Page MenuHomePhabricator

Investigation: How to make it possible to format a Lexeme used in a statement
Closed, ResolvedPublic

Description

The goal of the investigation is to find out what would be possible ways to allow formatting of the lexeme used in the statement, and evaluating those possibilities.

Outcome of the investigation would be:

  • description of the changes needed, that could be then turned into the implementation (depending on the case, could be either prose, or experimental code, etc)
  • Decision made by developers on possibilities, in the form of the comment on this ticket, and following task, or tasks, created based on the solution/approached chosen.

Related Objects

Event Timeline

WMDE-leszek triaged this task as Normal priority.Jan 19 2018, 4:57 PM
WMDE-leszek raised the priority of this task from Normal to High.
WMDE-leszek created this task.
WMDE-leszek moved this task from Backlog to In Progress on the Wikidata-Sprint-2018-01-17 board.

Change 406306 had a related patch set uploaded (by WMDE-leszek; owner: WMDE-leszek):
[mediawiki/extensions/WikibaseLexeme@master] [DNM] Display lexemes in statements

https://gerrit.wikimedia.org/r/406306

Change 406608 had a related patch set uploaded (by WMDE-leszek; owner: WMDE-leszek):
[mediawiki/extensions/WikibaseLexeme@master] [DNM] Move the lexeme "displaying" logic to the LexemePresenter

https://gerrit.wikimedia.org/r/406608

WMDE-leszek added a comment.EditedJan 29 2018, 5:47 PM

Two proof-of-concept patches uploaded. Intentionally overly simplified etc. Not meant to be merged in any way.

https://gerrit.wikimedia.org/r/406306 adds a formatter class to display lexemes as HTML.
https://gerrit.wikimedia.org/r/406608 moves out the "logic" on how the lexeme is to be displayed (i.e. which data of it to use etc) to a service. It could then be used in other places, e.g. in non-HTML formatters, but possibly in other places too. Note: the "custom" HTML formatter is going to be needed any way, given the specific HTML display (ie. title attribute of the link).

WMDE-leszek removed WMDE-leszek as the assignee of this task.Jan 29 2018, 5:47 PM
WMDE-leszek moved this task from In Progress to Review on the Wikidata-Sprint-2018-01-17 board.

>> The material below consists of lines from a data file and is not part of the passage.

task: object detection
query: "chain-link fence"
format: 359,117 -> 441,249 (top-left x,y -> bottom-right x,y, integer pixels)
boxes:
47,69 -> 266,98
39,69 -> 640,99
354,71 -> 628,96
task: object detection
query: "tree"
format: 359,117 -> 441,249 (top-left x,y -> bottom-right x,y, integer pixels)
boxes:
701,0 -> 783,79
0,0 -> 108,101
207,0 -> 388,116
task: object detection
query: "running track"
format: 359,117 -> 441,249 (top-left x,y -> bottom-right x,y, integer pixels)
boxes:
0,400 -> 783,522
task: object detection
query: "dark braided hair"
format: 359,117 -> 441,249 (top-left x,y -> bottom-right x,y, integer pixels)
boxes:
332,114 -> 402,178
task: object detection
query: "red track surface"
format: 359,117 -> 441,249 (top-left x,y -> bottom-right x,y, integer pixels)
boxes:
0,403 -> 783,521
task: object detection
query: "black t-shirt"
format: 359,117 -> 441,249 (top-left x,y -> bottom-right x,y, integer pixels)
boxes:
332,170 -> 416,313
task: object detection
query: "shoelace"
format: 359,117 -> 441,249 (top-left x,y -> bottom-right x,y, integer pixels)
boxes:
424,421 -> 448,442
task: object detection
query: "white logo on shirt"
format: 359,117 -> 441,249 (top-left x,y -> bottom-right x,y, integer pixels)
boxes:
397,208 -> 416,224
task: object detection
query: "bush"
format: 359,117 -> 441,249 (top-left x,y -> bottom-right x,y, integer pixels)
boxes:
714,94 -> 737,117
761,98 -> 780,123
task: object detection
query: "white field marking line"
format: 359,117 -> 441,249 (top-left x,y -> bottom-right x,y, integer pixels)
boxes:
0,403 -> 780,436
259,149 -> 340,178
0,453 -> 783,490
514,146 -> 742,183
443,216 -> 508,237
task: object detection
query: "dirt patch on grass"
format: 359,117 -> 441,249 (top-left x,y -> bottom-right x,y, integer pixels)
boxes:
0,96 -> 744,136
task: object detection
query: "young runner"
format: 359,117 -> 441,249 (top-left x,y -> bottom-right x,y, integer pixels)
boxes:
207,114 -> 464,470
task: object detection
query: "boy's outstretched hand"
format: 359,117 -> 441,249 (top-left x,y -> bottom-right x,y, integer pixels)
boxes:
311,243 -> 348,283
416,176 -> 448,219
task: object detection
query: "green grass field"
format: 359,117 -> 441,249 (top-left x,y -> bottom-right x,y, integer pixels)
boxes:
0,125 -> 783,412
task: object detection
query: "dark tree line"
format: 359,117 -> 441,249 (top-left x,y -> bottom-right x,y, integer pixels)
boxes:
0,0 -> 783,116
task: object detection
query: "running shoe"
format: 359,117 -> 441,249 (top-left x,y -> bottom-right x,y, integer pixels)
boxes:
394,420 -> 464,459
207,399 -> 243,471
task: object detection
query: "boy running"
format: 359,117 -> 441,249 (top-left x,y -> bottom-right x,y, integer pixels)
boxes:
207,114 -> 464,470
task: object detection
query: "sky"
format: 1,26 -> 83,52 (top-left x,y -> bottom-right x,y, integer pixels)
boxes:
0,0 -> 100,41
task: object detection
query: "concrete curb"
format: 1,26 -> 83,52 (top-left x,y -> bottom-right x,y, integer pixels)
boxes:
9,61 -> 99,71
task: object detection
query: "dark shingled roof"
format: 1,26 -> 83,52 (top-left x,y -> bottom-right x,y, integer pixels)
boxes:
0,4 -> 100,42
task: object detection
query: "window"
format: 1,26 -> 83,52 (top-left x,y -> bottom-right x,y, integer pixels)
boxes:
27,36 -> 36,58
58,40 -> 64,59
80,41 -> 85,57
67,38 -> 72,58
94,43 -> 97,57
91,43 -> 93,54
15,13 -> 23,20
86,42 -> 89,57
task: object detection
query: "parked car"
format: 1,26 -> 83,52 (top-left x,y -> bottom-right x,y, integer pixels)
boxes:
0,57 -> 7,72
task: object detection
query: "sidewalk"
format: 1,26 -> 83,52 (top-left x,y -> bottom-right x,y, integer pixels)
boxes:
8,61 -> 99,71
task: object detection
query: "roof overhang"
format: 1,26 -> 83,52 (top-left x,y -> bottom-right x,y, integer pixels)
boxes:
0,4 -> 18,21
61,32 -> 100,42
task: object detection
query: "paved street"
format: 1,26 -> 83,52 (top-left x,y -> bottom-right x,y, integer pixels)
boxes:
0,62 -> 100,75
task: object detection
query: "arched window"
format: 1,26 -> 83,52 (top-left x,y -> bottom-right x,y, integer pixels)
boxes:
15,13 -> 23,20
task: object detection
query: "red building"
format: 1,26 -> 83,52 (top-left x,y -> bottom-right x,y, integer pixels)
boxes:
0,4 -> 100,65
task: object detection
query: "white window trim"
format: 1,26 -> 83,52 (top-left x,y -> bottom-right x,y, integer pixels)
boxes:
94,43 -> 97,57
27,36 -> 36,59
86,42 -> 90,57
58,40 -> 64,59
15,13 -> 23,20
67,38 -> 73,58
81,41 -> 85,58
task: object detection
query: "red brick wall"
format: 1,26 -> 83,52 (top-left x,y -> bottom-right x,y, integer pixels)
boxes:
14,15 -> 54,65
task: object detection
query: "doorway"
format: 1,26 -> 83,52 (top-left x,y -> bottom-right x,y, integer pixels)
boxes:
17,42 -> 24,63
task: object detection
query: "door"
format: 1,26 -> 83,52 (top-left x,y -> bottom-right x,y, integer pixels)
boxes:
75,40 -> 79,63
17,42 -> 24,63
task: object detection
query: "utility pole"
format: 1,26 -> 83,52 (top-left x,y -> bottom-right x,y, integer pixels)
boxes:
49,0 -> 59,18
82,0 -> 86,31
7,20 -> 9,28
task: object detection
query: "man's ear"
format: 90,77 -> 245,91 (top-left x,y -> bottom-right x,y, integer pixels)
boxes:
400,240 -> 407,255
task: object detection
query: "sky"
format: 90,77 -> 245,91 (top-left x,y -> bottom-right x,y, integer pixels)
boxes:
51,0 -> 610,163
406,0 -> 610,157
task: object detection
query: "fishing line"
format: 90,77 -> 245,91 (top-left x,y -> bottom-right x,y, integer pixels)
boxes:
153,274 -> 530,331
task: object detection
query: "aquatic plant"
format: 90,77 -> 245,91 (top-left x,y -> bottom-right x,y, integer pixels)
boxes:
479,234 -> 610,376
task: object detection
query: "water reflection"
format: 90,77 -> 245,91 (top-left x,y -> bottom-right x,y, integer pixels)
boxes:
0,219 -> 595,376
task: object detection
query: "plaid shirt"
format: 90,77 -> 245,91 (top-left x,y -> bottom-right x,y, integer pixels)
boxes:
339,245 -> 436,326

Change 406612 had a related patch set uploaded (by WMDE-leszek; owner: WMDE-leszek):
[mediawiki/extensions/Wikibase@master] [DNM] Add EntityPresenter interface and simple implementation

https://gerrit.wikimedia.org/r/406612

WMDE-leszek renamed this task from Investigation: How to make it possible to format a Lexeme used in a statement to Investigation: How to make it possible to format a Lexeme used in a statement (days: 1).Jan 30 2018, 2:00 PM
WMDE-leszek moved this task from Backlog to Review on the Wikidata-Sprint-2018-01-31 board.
WMDE-leszek renamed this task from Investigation: How to make it possible to format a Lexeme used in a statement (days: 1) to Investigation: How to make it possible to format a Lexeme used in a statement (days: 2).Jan 31 2018, 11:23 AM
WMDE-leszek renamed this task from Investigation: How to make it possible to format a Lexeme used in a statement (days: 2) to Investigation: How to make it possible to format a Lexeme used in a statement (days: 3).Feb 1 2018, 11:13 AM
WMDE-leszek renamed this task from Investigation: How to make it possible to format a Lexeme used in a statement (days: 3) to Investigation: How to make it possible to format a Lexeme used in a statement (days: 4).Feb 2 2018, 11:21 AM

In addition to a few more specific comments I left on the Gerrit patches, here is what I think about the different approaches:

LexemeIdHtmlFormatter

https://gerrit.wikimedia.org/r/406306 registers a formatter via the existing registry infrastructure Wikibase provides (namely "formatter-factory-callback"). This formatter can exclusively turn LexemeId objects into HTML strings. This formatter is automatically used in almost all cases we care about (LexemeId references in statements, special pages, even summary lines, I believe).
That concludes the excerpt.